Proactive Customized Protocol for Oral Management in Head and Neck Cancer Patients Planned for Radiotherapy

Deepika Kenkere 1, Manjunath Narasappa Gudibande 2,, C Deepa 3, K S Srinath 3, K R Harshitha 3, Mallika P Reddy 3
PMCID: PMC11607274  PMID: 39618433

Abstract

Osteoradionecrosis (ORN) is a nemesis of radiotherapy which adversely affects the life of an individual. It is more often seen with conventional external beam radiotherapy using telecobalt machine. Newer radiotherapy techniques are being used in developed nations to circumvent its inherent disadvantages. A higher incidence of ORN is seen in dentate jaws because of extractions done for odontogenic infections in the post radiation period. Systematic evaluation of oral tissues and instituting appropriate therapeutic and prophylactic measures before, during and after completion of radiotherapy is mandatory. In our hospital since we use telecobalt radiotherapy it was deemed necessary to design our own protocol to reduce the incidence of this debilitating complication. Our protocol is based on recommended guidelines and which has been customized to our patient strata. We present the findings of a retrospective study on patients undergoing radiotherapy in whom this oral management protocol was used. This protocol has been effective in reducing the frequency of osteoradionecrosis at our tertiary care hospital.

Keywords: Osteoradionecrosis, Oral, Management, Protocol, Radiotherapy

Introduction

Head and neck malignancies constitute about 30% of all malignancies in India.
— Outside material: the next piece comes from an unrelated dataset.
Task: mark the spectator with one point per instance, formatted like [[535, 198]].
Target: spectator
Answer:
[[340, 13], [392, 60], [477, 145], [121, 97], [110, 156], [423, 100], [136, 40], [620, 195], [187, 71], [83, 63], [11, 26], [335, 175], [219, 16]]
Most of these patients present in advanced T3 and T4 stages requiring multimodality treatment. It is the responsibility of the healthcare team to provide these patients a reasonable quality of life with minimal complications. Osteoradionecrosis (ORN) is a delayed complication of radiotherapy (RT) which adversely affects the quality of life by producing significant morbidity in afflicted patients [1].

ORN is a well-documented complication of the conventional technique of external beam radiotherapy using Cobalt 60 (telecobalt radiotherapy), especially with doses exceeding 60 Gy [2]. Newer radiotherapy techniques are being used in developed nations which circumvent the disadvantages of external beam radiotherapy, but developing nations are still in the process of phasing out these machines.

ORN of the mandible is seen in 2–22% of patients who have had radiotherapy to the head and neck [3]. Mandible is more often affected (90%) [2] than maxilla because of its dense cortical structure and vascularity pattern. Trauma to the jaws is a confounding factor in the development of ORN although spontaneous ORN [2] is also reported. A higher incidence of ORN is seen in dentate jaws because of extractions done for odontogenic infections in the post radiation period.

Comprehensive dental management prior to the start of radiotherapy can reduce the incidence of this potential complication. In our hospital since we use telecobalt radiotherapy it was deemed necessary to design an aggressive dental protocol for management of our patients. We use a protocol based on recommended guidelines and which is customized to our patient strata.

Objectives of the study

To determine the frequency of osteoradionecrosis in patients undergoing radiotherapy.

To determine the effectiveness of the oral management protocol.

Materials and methods

This retrospective analytical study was carried out from 2016 to 2019 on 152 patients who were referred to the Department of Dentistry for comprehensive dental management prior to the commencement of radiotherapy.

All patients received EBRT using Cobalt 60. Patients planned for adjuvant RT received doses between 60 and 64 Gy and patients planned for definitive RT received doses of 66 Gy.

All head and neck malignancy patients who were planned for radiotherapy, either radical or adjuvant were included in the study. Patients who gave a history of addiction to smoking and alcohol consumption within the previous one year were excluded from the study. Patients who were immuno-compromised, suffering from granulomatous infections and patients with recurrences who were planned for re-irradiation were excluded from the study. Patients who received presurgical RT were excluded from the study. Edentulous patients were excluded from the study.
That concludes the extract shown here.